Hubo un tiempo en que las casetas de la Feria de Sevilla eran una extensión del hogar. Eran espacios acogedores, familiares, donde los amigos se reunían no sólo para celebrar, sino también para construir juntos ese pequeño rincón efímero que cada primavera se convertía en su segunda casa. Las mujeres colgaban farolillos con esmero, los hombres se encargaban de la decoración, y entre todos, se forjaba un ambiente de complicidad y cercanía.
Muchas de esas casetas eran gestionadas por familias de los pueblos cercanos. Ella, la cocinera de toda la vida, preparaba un guiso de garbanzos con su pringá, un arroz con menudillo, tortillas de papa, aceitunas del Arahal. Él, durante esos días, se convertía en camarero, atendiendo con orgullo a vecinos y forasteros. En la barra, nunca faltaban la manzanilla de Sanlúcar, un buen vino del Aljarafe o un Tío Pepe de Jerez. Pero, sobre todo, sobraba generosidad y ganas de compartir.
La Feria tenía dos almas: la del mediodía, más familiar y gastronómica, y la de la noche, de luces, sevillanas y alegría desbordante. Todo aquello era posible porque se construía sobre el esfuerzo colectivo, el espíritu comunitario y una economía asumible.
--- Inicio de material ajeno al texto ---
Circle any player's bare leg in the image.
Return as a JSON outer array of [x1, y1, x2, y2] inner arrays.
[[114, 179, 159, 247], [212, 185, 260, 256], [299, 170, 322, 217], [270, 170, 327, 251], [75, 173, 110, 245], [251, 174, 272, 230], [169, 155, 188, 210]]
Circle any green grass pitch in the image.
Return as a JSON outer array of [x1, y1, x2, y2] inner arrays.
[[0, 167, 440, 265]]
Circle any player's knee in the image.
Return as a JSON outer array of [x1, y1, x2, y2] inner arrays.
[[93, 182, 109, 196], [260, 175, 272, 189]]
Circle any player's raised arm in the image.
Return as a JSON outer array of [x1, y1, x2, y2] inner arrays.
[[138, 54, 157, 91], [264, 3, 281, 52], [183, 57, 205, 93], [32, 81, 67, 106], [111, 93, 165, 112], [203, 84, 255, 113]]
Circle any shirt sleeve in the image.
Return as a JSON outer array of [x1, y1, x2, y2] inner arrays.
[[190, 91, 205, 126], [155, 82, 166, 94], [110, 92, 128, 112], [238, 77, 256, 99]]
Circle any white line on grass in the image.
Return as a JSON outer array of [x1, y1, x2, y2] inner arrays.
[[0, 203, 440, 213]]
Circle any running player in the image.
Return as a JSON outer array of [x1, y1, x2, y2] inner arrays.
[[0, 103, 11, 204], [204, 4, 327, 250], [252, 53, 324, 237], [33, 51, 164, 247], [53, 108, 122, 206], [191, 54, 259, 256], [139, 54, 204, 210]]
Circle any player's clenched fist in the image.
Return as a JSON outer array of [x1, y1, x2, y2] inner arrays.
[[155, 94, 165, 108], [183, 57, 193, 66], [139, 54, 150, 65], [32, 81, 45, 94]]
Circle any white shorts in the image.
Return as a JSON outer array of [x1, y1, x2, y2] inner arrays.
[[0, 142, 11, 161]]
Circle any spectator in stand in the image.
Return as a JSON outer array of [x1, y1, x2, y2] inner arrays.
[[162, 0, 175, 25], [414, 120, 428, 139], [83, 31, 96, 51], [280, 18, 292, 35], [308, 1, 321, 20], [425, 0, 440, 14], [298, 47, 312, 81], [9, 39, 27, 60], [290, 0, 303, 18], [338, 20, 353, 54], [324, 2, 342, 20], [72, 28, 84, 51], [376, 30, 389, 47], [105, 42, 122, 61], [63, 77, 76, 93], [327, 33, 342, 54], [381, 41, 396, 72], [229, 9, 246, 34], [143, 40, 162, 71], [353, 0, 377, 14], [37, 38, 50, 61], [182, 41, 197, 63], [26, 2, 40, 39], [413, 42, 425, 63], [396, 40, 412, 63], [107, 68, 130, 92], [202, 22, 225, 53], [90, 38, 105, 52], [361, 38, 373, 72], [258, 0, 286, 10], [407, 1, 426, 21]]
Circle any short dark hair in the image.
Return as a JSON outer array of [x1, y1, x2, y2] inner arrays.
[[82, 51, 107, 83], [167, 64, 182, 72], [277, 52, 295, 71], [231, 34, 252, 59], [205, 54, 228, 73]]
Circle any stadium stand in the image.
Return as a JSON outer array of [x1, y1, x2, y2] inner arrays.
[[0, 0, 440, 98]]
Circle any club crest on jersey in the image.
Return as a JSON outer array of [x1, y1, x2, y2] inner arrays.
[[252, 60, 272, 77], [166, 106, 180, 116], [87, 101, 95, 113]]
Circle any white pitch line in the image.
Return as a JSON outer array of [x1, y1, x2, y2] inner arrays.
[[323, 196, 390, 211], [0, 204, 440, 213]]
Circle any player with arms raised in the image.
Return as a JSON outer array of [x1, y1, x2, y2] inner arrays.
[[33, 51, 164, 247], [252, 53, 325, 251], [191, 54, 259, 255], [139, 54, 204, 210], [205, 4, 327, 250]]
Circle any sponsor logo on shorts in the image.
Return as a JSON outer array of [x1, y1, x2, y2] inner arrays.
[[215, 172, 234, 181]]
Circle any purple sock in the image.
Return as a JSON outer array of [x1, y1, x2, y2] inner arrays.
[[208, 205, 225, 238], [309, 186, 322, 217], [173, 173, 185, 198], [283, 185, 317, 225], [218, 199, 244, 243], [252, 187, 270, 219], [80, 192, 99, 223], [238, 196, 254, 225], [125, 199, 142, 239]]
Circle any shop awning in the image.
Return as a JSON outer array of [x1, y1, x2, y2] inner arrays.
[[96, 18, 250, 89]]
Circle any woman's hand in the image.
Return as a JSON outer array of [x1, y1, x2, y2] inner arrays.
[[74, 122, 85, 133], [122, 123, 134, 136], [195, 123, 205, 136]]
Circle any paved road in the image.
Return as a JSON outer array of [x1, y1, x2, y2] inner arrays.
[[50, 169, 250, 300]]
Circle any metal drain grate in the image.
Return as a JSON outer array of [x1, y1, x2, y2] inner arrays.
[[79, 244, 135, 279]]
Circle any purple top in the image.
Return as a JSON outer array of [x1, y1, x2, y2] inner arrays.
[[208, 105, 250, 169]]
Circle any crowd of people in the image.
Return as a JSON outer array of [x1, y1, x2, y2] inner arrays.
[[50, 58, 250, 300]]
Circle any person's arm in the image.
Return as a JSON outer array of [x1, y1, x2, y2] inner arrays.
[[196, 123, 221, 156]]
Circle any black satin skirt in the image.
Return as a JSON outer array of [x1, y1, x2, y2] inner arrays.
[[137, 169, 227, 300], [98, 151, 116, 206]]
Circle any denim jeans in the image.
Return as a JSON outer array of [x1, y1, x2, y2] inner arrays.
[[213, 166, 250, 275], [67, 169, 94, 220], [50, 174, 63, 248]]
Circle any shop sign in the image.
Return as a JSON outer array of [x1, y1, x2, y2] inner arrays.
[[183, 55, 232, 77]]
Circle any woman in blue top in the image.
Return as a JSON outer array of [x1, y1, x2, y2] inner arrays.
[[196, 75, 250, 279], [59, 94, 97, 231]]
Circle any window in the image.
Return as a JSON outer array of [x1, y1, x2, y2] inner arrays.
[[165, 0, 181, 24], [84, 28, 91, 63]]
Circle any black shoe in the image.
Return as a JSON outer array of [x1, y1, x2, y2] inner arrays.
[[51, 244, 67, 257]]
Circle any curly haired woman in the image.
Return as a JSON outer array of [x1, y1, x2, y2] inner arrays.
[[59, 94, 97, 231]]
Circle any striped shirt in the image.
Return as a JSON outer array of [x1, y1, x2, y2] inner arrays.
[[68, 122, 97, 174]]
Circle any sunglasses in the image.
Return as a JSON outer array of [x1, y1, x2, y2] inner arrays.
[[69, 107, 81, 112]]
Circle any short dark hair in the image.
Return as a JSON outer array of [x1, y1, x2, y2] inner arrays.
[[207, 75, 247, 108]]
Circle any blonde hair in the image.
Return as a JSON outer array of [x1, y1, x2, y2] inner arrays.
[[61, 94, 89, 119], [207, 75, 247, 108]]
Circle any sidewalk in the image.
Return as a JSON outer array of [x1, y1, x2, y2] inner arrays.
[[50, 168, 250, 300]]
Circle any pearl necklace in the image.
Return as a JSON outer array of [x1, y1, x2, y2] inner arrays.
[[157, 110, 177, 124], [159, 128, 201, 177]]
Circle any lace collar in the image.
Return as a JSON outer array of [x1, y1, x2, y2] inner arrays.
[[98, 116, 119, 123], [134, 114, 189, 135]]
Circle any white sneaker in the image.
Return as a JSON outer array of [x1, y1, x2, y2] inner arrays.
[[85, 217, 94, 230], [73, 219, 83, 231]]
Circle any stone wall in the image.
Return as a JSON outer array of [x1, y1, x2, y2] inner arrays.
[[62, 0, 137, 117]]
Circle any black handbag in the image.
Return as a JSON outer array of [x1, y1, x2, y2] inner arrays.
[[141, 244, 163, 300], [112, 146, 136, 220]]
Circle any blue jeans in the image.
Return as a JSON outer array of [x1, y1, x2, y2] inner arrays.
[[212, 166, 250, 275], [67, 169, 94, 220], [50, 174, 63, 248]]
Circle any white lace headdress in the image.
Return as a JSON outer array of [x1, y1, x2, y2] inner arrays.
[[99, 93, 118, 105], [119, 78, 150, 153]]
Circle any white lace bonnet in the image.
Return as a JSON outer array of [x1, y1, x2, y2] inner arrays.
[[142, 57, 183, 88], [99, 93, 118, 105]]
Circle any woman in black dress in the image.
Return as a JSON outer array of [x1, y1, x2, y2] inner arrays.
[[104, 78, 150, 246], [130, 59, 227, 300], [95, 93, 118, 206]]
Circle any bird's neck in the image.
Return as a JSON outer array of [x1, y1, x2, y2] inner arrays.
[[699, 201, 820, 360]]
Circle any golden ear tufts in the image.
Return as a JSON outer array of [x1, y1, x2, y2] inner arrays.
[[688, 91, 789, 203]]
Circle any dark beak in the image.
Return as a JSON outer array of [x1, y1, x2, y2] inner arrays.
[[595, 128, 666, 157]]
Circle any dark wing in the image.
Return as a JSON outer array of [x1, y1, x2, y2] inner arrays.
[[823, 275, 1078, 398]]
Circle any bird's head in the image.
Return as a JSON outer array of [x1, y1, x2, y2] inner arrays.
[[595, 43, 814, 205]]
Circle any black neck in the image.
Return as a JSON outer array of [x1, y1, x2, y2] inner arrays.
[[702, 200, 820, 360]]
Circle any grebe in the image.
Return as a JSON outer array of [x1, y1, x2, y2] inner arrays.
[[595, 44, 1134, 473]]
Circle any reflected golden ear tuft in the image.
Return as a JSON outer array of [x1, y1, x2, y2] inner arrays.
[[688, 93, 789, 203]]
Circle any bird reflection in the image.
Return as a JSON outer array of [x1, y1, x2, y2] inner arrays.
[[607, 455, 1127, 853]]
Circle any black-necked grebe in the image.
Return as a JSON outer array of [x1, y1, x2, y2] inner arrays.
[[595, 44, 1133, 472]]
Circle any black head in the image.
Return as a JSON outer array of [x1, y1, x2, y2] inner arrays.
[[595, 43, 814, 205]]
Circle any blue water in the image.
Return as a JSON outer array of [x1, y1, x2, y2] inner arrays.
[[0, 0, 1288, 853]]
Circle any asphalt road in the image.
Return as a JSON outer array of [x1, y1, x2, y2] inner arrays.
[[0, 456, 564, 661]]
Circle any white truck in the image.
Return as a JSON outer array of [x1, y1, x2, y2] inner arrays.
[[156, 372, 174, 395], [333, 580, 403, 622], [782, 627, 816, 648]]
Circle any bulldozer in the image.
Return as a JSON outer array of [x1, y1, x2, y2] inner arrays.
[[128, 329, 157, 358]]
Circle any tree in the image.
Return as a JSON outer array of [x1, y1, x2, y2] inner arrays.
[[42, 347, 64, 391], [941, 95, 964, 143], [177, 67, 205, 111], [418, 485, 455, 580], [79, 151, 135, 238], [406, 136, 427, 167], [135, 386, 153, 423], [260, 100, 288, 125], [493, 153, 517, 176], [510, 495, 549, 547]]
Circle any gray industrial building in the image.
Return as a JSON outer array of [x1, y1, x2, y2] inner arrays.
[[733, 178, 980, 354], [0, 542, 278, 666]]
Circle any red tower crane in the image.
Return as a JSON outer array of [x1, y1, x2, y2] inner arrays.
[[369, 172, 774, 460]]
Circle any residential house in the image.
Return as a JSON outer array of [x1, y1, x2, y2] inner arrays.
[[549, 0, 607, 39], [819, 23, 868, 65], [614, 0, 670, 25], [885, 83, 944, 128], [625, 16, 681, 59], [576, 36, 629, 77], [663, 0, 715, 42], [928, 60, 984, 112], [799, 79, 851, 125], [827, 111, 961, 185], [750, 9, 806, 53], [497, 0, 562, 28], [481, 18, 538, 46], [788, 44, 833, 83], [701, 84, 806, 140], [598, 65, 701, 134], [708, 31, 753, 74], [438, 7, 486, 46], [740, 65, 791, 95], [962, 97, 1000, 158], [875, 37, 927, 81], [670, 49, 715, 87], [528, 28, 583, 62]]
Pero los tiempos han cambiado. Desde que la Feria salió del Prado, ese espíritu se ha ido desdibujando. Hoy, ya no hay amigos que ayuden a montar la caseta. Todo se encarga a empresas especializadas que presentan presupuestos elevados, que a menudo repercuten en el bolsillo del casetero... y este, a su vez, en el visitante.
Las familias que antes cocinaban han sido reemplazadas por grandes empresas de catering, con cocineros profesionales, camareros uniformados, vajillas de lujo y hasta pisos alquilados para que el personal descanse por turnos. La Feria, antes artesana y cálida, ha devenido en un evento sofisticado pero costoso. Así, una simple tortilla cuesta ya 12 euros, unos filetes con papas 14, y una jarrita de rebujito entre 12 y 14 euros.
¿El resultado? Que muchas familias —padres con dos hijos, por ejemplo— optan por comer en casa o tapear antes de llegar al Real. Una vez allí, pasean, disfrutan del ambiente... pero ya no consumen como antes. La Feria sigue viva, sí, pero su corazón late ahora a un ritmo distinto, menos espontáneo, más comercial. Y aunque el bullicio no ha cesado, quienes la vivieron en aquellos otros tiempos no pueden evitar mirar atrás con cierta nostalgia.
No hay cartera que la aguante.. porque acabamos de salir de la semana santa y estamos preparándonos para ir al Rocío y después las vacaciones... no hay contabilidad que pueda con tantos gastos.
Y no se trata de feria larga o feria corta, para los políticos todo es gratis, pero al sevillano todo le cuesta ya hasta divertirse.